When my vision swam back I saw it was George Butler. "What's going on?" he asked, very politely for a man who had just been jumped on by Freya Grindavik.
"Don't ask us," Freya said irritably.
"Murder!" shrieked Lucinda, from the hallway that led from the atrium directly back to the patio. We jumped up and crowded into the hallway. Just beyond a mirror shattered into many pieces lay a man's body; apparently he had been crawling toward the patio when he collapsed, and one arm and finger extended ahead of him, still pointing to the patio. Freya approached, gingerly turned the body's head. "It's that Musgrave fellow," she said, blinking to clear her sight. "He's dead, all right. Struck on the head with the mirror there, no doubt."

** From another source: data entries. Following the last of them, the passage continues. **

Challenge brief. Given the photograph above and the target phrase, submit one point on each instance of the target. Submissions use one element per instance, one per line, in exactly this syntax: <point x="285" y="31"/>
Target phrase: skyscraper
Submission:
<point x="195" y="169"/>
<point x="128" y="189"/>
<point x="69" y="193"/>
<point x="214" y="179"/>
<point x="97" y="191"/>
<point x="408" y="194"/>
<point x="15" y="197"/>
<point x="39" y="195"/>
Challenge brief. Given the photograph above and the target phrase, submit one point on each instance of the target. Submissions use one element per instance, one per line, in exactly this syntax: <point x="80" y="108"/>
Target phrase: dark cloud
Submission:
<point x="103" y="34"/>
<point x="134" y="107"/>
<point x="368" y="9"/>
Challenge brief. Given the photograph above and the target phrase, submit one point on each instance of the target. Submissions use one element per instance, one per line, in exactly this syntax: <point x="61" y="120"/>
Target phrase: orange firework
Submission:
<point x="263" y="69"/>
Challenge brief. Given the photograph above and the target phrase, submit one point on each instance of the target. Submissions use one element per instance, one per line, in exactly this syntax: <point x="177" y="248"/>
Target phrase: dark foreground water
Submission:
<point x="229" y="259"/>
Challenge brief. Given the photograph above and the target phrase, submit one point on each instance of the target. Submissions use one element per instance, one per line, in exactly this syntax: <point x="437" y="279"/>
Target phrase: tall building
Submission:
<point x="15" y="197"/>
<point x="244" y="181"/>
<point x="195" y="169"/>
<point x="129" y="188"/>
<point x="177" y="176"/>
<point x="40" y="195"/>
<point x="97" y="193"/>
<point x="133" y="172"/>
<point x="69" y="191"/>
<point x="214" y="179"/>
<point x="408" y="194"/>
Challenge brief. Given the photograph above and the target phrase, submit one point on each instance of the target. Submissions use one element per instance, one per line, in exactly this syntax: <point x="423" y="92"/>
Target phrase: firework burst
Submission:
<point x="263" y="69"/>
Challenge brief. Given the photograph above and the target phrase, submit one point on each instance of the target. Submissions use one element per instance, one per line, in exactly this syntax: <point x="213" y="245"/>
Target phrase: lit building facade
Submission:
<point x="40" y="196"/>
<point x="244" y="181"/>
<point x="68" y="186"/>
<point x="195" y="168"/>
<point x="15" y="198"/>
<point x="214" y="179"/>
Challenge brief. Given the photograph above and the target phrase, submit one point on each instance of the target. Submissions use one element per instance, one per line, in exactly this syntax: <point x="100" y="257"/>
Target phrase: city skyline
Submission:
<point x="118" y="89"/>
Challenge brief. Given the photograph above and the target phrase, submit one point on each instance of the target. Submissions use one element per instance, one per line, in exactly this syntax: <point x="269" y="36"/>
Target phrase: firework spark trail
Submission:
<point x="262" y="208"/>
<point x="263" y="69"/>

Heidi van Seegeren joined us. "What's going on?"
"That was my question," George Butler said.
Freya explained the situation to her.
"Call the police," Heidi said to Lucinda. "And I suppose no one should leave."
I sighed.
And so crime detection ensnared me once again. I helped Freya by circulating on the patio, calming the shocked and nervous guests. "Um, excuse me, very sorry to inform you, yes, sorry—hard to believe, yes—somebody had it in for the secretary Musgrave, it appears"—all the while watching to see if anyone would jump, or turn pale, or start to run when I told them. Then, of course, I had to lead gently to the idea that everyone had gone from guest to suspect, soon to be questioned by Freya and the police. "No, no, of course you're not suspected of anything, farthest thing from our minds, it's just that Freya wants to know if there's anything you saw that would help," and so on. Then I had to do the difficult scheduling of Freya's interviews, at the same time I was supposed to keep an eye out for anything suspicious.
Oh, the watson does the dirty work, all right. No wonder we always look dense when the detective unveils the solutions; we never have the time even to get the facts straight, much less meditate on their meaning. All I got that da
y were fragments: Lucinda whispered to me that Musgrave had worked for George Butler before Heidi hired him. Harvey Washburn told me that Musgrave had once been an artist, and that he had only recently moved to Mercury from Earth; this was his first Solday. That didn't give him much time to be hired by Butler, fired, and then hired by Van Seegeren. But was that of significance?
Late in the day I spoke with one of the police officers handling the case. She was relieved to have the help of Freya Grindavik. Terminator's police force is small, and often relies on the help of the city's famous detective for the more difficult cases. The officer gave me a general outline of what they had learned: Lucinda had heard a shout for help, had stepped into the atrium and seen a bloodied figure crawling down the hallway toward the patio. She had screamed and run for help, but only in the hallway was clear vision possible, and she had quickly gotten lost. After that, chaos; everyone at the party had a different tale of confusion.
Following that conversation I had nothing more to do, so I got all the sequestered guests coffee, and helped pick up some of the broken hall mirrors, and passed some time prowling Heidi's villa, getting down on my hands and knees with the police robots to inspect a stain or two.
When Freya was finished with her interrogations, she promised Heidi and the police that she would see the case to its end—at least provisionally: "I only do this for entertainment," she told them irritably. "I'll stay with it as long as it entertains me. And I shall entertain myself with it."
"That's all right," said the police, who had heard this before. "Just so long as you'll take the case." Freya nodded, and we left.
The Solday celebration was long since over; the Great Gates were closed, and once again through the dome shone the black sky. I said to Freya, "Did you hear about Musgrave working for Butler? And how he came from Earth just recently?" For you see, once on the scent I am committed to seeing a case solved.